Plan International has been running a major international campaign, "Because I am Girl", for several years now and they're currently lobbying the United Nations to make 22 September International Day of the Girl. While women have aided in armed conflicts as nurses and combatants, ANZAC day is largely about men's involvement in war. International Women's Day is cause for us to reflect on what women have achieved in fighting for equal rights to vote and to work, and on the continued struggle for broader equality. A day to reflect on what it means to grow up as a girl in the developing world seems like a real priority at this moment. The struggle for girls' and women's welfare is more urgent in the developing countries where they are more likely to be malnourished, uneducated, afflicted with HIV, married young or sexually exploited.
The 2010 Plan report on the state of the world's girls reminds us that the problem is not only confined to rural communities. Cities are also inhospitable places to girls and the cities of the developing world see five million more people added to them each month. While this rapid growth means the threat of violence in the street and slums increases, it also holds out some hope for improvement as city girls are more likely to attend school, have better access to health care, and to be able to enjoy their girlhood for a longer period without being married before they have had the chance to mature.
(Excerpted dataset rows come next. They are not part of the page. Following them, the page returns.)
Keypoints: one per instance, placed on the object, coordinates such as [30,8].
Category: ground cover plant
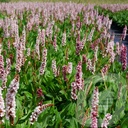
[60,67]
[117,12]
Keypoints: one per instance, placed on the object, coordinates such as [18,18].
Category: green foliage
[120,17]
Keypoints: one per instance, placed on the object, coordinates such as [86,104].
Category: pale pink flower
[44,60]
[10,99]
[123,57]
[54,68]
[94,110]
[2,106]
[73,91]
[38,110]
[106,120]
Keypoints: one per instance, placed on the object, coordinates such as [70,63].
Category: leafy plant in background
[119,17]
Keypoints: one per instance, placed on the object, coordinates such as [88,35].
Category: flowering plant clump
[61,58]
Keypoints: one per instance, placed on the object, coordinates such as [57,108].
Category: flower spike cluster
[38,110]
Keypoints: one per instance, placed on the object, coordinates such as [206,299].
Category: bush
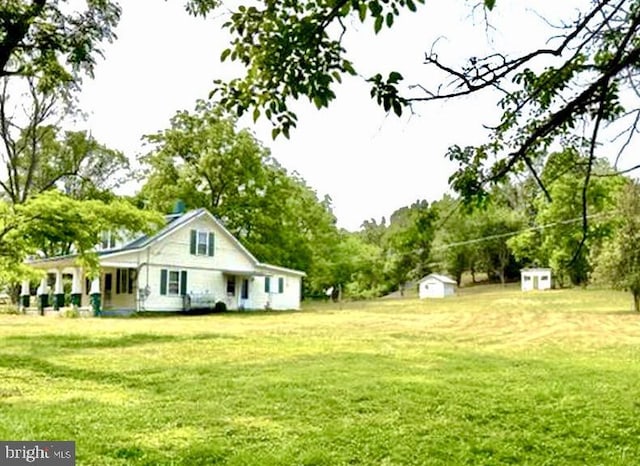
[70,312]
[10,309]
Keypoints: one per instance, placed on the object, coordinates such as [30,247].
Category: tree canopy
[577,89]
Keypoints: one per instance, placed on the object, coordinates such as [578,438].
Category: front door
[108,288]
[244,294]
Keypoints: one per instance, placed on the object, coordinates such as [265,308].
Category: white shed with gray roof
[436,286]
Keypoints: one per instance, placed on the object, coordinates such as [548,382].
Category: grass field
[489,377]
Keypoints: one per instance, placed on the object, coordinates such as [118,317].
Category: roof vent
[179,207]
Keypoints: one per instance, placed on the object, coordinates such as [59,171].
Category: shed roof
[440,278]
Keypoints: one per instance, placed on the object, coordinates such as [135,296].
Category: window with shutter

Astonishly, during the 2010 Street Child World Cup girls who had lived in shelters and on the streets in the UK, Tanzania, South Africa, the Philippines, Brazil and Nicaragua developed their own manifesto to lobby those in power. All seem like reasonable demands that we should feel more global responsibility to ensure:
"We the street girls have the following rights and we want them respected:
The Right to live in a shelter and home
The Right to have a family
The Right to be safe
The Right to be protected from sexual abuse
The Right to go to school and get free education
The Right to good health and access to free health services
The Right to be heard
The Right to belong
The Right to be treated with respect and decency
The Right to be treated as equal to boys
The Right to be allowed to grow normally."
So many girls have seen and endured things that rival the sufferings of soldiers in combat. Why don't we remember them too?